Ben-Gurion’s response — with a population of 650,000 Jews, a $1 billion gross domestic product and a slim military force in 1949, compared with 6.3 million Jews, a $260 billion GDP and one of the world’s finest military forces in 2013 — was resolute, as described by McDonald: “[Truman’s] note was unrealistic and unjust. It ignored the facts that the partition resolution was no longer applicable since its basic conditions had been destroyed by Arab aggression which the Jews successfully resisted. … To whom should we turn if Israel were again attacked? Would the U.S. send arms or troops? The United States is a powerful country; Israel is a small and a weak one. We can be crushed, but we will not commit suicide.”

McDonald further wrote: “Two U.N. Security Council resolutions passed [with U.S. support] have implicitly threatened sanctions if Israeli troops were not withdrawn [from the ‘occupied Negev’].” Ben-Gurion reacted defiantly: “Israel has been attacked by six Arab States. As a small country, Israel must reserve the right of self-defense even if it goes down fighting. … As Ben-Gurion once put it to me, ‘What Israel has won on the battlefield, it is determined not to yield at the [U.N. Security] Council table.'”

As a result of Ben-Gurion’s determined stance, “there was apparently indecision and much heart-searching in Washington…. Our [responding] note abandoned completely the stern tone of its predecessor. … Fists and knuckles were unclenched. … The crisis was past. The next few months marked a steady retreat from the intransigence of the United States’ May note. … Washington ceased to lay down the law to Tel Aviv.”

On the eve of the declaration of independence, General George Marshall, Second World War hero and Secretary of State, who was then the most charismatic office-holder in the U.S., sent Ben-Gurion a brutal ultimatum, demanding the postponement of the declaration of independence and acceptance of a U.N. Trusteeship. Marshall, along with Secretary of Defense, James Forrestal, the CIA and the top Foggy Bottom bureaucrats imposed a regional military embargo, while Britain supplied arms to Egypt, Jordan and Iraq. They contended that a declaration of independence would turn the oil-producing Arab countries against the U.S., at a time when the threat of a Third World War (USSR vs U.S.) was hovering, which could force the U.S. to fight an oil-starved war. They threatened that Ben-Gurion’s unilateral declaration of independence would trigger a war, which could doom the Jewish people to a second Holocaust in less than ten years, since the U.S. would not provide any assistance to the Jewish state.

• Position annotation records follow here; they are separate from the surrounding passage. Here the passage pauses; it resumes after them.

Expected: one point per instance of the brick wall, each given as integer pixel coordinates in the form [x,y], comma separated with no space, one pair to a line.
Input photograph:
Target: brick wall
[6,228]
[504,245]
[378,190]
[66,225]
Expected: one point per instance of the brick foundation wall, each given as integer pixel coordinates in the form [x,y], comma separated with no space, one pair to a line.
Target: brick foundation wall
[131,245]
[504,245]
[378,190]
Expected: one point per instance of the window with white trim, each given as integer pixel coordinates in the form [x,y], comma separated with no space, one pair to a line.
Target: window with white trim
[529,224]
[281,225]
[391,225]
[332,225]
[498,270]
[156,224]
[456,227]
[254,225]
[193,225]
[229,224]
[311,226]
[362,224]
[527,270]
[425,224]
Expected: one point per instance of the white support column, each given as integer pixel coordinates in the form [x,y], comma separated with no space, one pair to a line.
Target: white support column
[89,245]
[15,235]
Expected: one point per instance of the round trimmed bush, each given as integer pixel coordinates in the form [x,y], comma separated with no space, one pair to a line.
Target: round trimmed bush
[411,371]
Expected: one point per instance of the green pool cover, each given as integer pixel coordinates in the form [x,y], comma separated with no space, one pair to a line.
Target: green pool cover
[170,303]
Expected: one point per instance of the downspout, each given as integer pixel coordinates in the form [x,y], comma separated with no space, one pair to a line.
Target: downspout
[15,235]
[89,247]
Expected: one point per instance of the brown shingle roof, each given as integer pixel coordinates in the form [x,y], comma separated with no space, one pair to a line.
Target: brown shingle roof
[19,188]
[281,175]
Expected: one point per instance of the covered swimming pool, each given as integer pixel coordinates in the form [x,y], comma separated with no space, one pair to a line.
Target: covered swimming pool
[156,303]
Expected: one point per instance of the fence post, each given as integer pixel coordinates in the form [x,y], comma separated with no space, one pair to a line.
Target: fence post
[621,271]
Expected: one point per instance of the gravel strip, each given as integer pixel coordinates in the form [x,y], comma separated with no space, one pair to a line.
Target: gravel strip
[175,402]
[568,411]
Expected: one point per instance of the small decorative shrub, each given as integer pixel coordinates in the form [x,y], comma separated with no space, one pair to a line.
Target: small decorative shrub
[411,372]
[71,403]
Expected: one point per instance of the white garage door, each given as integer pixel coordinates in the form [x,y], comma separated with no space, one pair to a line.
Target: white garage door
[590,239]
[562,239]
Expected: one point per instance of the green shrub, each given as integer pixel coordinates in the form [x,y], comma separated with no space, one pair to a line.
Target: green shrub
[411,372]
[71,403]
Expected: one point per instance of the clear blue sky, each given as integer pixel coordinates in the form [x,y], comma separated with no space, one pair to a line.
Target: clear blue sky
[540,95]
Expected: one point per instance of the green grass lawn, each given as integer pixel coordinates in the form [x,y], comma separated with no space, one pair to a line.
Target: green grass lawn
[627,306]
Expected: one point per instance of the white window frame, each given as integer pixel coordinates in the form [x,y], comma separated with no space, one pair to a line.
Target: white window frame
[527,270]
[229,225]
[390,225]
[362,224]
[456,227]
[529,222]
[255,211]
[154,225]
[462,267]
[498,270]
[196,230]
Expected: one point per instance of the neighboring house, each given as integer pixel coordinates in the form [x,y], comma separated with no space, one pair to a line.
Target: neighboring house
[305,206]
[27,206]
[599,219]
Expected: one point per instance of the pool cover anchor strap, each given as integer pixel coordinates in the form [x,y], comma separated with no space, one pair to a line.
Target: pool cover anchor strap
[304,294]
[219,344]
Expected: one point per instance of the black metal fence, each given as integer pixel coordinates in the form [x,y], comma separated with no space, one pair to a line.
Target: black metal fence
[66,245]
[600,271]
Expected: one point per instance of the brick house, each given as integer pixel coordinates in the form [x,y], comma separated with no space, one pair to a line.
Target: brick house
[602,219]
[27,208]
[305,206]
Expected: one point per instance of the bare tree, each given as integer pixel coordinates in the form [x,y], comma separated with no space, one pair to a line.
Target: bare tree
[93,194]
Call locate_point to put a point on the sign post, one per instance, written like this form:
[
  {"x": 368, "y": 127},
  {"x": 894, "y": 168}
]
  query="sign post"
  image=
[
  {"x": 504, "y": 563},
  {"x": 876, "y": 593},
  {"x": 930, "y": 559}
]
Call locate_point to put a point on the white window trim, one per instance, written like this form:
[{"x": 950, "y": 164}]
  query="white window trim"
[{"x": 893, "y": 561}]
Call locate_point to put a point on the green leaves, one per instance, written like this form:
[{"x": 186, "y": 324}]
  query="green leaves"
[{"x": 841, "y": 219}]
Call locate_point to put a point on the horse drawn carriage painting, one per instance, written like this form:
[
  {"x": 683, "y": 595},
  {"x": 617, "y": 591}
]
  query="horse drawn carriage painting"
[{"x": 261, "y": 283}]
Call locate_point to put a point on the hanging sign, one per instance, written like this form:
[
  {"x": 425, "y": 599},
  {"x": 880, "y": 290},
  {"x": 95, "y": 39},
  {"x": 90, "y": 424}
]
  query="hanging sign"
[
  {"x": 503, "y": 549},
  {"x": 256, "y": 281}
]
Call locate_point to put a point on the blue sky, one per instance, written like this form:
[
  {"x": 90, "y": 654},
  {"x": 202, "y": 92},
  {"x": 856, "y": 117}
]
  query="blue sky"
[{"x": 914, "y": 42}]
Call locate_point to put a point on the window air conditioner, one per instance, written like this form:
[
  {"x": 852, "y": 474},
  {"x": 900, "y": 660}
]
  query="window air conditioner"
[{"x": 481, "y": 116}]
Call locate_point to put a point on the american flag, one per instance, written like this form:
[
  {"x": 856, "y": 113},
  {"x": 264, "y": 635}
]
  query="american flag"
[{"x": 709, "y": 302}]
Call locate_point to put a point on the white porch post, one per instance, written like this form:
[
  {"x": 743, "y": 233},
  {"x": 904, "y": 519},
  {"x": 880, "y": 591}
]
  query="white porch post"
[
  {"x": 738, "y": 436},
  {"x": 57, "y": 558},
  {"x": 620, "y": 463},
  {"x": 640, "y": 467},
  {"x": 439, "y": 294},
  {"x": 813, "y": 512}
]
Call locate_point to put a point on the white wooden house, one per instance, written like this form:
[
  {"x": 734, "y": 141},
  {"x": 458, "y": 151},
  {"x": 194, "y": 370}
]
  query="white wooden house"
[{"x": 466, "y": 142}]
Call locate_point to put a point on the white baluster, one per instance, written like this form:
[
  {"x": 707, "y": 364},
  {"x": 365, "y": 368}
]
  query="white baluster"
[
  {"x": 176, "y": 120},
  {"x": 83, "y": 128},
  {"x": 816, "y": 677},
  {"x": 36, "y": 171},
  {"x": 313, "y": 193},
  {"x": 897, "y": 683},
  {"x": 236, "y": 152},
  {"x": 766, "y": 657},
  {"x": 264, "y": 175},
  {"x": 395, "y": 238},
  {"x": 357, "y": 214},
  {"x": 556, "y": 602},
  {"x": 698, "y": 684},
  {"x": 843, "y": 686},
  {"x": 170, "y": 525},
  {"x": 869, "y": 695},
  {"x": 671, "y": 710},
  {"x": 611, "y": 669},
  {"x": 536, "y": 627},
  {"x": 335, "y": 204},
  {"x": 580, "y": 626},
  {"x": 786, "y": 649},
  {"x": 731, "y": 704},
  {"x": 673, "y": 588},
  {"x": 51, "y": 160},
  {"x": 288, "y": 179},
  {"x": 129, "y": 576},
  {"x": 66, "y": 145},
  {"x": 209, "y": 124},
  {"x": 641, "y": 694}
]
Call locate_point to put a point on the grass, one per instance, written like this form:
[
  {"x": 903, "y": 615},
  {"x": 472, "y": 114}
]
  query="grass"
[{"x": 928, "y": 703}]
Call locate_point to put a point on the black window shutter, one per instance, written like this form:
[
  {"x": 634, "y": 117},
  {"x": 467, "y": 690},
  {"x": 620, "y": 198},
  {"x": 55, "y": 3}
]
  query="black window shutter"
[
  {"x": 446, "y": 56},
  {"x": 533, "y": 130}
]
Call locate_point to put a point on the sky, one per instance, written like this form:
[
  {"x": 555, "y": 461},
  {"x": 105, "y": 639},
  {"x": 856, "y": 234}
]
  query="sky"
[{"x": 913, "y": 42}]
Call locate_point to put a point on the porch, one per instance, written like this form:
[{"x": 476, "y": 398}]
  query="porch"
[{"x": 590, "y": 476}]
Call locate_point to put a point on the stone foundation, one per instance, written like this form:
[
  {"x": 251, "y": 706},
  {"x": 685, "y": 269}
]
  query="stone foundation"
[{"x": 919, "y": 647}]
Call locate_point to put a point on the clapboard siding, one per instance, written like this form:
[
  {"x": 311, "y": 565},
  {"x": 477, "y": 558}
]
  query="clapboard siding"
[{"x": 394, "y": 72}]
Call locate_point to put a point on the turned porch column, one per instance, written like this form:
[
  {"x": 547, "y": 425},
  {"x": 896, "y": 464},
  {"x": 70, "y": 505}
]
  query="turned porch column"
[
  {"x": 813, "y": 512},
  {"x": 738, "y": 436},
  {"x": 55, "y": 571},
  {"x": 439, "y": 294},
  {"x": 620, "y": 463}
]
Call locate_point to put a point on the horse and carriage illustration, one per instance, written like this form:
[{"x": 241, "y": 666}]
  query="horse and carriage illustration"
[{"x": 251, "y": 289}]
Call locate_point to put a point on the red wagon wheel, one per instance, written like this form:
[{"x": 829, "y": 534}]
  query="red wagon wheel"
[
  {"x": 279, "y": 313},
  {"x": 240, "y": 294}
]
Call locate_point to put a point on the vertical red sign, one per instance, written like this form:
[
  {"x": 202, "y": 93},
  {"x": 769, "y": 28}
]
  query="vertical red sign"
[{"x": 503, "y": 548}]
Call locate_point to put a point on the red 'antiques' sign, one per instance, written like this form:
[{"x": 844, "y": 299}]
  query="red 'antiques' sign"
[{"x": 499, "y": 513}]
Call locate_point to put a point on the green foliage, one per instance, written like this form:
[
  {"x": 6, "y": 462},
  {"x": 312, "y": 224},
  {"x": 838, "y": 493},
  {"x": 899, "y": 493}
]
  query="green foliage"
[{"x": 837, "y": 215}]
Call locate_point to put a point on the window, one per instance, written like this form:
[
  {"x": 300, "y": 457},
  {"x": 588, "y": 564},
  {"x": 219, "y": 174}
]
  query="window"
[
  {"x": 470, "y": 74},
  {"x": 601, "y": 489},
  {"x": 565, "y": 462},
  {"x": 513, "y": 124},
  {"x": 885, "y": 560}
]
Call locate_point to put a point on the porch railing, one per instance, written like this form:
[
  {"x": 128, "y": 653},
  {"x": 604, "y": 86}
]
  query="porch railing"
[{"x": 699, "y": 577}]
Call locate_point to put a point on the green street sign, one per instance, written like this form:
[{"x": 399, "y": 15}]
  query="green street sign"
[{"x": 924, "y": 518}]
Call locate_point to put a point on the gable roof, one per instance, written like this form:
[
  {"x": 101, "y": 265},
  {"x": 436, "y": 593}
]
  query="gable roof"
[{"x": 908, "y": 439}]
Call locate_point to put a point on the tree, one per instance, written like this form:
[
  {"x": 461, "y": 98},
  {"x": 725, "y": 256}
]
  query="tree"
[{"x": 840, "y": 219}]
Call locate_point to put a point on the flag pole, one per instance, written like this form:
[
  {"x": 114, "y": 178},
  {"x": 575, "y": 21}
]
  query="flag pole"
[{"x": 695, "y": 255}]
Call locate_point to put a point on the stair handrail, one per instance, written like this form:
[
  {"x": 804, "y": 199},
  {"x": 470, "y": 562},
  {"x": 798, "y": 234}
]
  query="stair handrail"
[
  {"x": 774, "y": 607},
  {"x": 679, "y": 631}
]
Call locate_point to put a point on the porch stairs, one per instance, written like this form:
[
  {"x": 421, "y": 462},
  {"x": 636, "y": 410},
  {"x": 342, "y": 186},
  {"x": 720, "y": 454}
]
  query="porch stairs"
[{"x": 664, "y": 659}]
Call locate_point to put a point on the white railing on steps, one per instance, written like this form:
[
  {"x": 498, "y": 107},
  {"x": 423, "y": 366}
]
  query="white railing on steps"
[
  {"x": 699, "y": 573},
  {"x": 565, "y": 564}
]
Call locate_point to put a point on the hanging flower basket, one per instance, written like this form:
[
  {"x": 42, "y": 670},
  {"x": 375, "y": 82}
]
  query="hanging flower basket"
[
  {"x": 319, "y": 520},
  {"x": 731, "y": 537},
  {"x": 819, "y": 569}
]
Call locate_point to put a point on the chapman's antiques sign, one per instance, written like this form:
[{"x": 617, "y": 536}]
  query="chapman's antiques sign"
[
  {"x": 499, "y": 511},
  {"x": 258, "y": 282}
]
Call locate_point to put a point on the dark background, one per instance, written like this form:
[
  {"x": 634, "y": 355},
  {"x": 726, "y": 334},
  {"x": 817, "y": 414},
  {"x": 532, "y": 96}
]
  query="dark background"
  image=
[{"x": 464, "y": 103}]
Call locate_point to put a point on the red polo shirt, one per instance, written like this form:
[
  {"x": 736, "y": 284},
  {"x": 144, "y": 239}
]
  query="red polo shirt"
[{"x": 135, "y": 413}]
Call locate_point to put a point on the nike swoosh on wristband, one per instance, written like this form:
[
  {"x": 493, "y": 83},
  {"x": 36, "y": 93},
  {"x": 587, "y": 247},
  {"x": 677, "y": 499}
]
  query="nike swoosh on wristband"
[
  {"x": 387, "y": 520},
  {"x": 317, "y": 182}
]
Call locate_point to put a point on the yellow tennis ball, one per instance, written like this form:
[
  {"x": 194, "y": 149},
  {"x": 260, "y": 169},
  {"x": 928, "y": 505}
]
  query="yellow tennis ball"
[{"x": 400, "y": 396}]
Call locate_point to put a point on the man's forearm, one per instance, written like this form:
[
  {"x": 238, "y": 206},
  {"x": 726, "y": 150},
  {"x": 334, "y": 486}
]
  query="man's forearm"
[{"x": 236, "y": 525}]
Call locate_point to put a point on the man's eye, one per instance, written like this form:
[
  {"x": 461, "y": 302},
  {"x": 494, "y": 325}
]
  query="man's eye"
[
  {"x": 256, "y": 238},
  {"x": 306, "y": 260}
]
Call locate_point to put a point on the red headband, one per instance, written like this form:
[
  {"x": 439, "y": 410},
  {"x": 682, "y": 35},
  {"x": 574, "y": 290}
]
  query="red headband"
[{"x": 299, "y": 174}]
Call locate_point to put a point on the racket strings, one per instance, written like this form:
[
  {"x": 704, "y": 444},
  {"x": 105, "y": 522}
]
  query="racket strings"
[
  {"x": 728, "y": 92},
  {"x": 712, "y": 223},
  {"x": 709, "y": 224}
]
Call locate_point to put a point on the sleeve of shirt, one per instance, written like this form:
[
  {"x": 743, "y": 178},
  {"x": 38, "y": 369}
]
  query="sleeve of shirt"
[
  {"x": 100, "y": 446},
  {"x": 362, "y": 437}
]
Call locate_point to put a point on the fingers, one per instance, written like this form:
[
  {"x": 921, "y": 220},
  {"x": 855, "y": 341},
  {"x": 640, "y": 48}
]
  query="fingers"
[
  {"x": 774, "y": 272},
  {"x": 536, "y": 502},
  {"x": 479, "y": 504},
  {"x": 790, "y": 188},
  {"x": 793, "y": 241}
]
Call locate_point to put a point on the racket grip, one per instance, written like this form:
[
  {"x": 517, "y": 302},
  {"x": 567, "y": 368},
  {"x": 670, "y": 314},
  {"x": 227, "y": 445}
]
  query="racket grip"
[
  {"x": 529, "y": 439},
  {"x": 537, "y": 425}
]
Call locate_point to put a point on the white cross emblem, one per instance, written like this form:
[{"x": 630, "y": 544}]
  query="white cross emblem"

They contemplated an expanded embargo — unilaterally or multilaterally — should Ben-Gurion ignore the ultimatum.

Ben-Gurion did not blink. McDonald wrote that “[Ben-Gurion] added that much as Israel desired friendship with the U.S., there were limits beyond which it could not go. … Ben-Gurion warned President Truman and the Department of State, through me, that they would be gravely mistaken if they assumed that the threat, or even the use of U.N. sanctions, would force Israel to yield on issues considered vital to its independence and security. … [He] left no doubt that he was determined to resist, at whatever cost, ‘unjust and impossible demands.’ On these he could not compromise.”

Ben-Gurion’s tenacity was vindicated when Israel was admitted to the U.N., despite its rejection of the land-for-peace, Jerusalem and refugees demands, “evidence of the growth of respect for Israel,” McDonald wrote. Moreover, Eisenhower’s Secretary of State John Foster Dulles, who was a delegate to the U.N. in 1949, admitted that the partition plan and the anti-Israel “Bernadotte U.N. plan” were not adequate and that the U.S. underestimated the Jewish muscle and determination. General Omar Bradley, the chairman of the Joint Chiefs of Staff, proposed to consider Israel as a major ally of the U.S.

Ben-Gurion was aware that fending off pressure constituted an integral part of Jewish history, a prerequisite for survival and long-term growth, militarily, diplomatically and economically. On the other hand, succumbing to pressure intensifies further pressure, threatening to transform Israel from a unique strategic asset to a liability. On a rainy day, the U.S. would rather have a defiant — and not a vacillating — ally.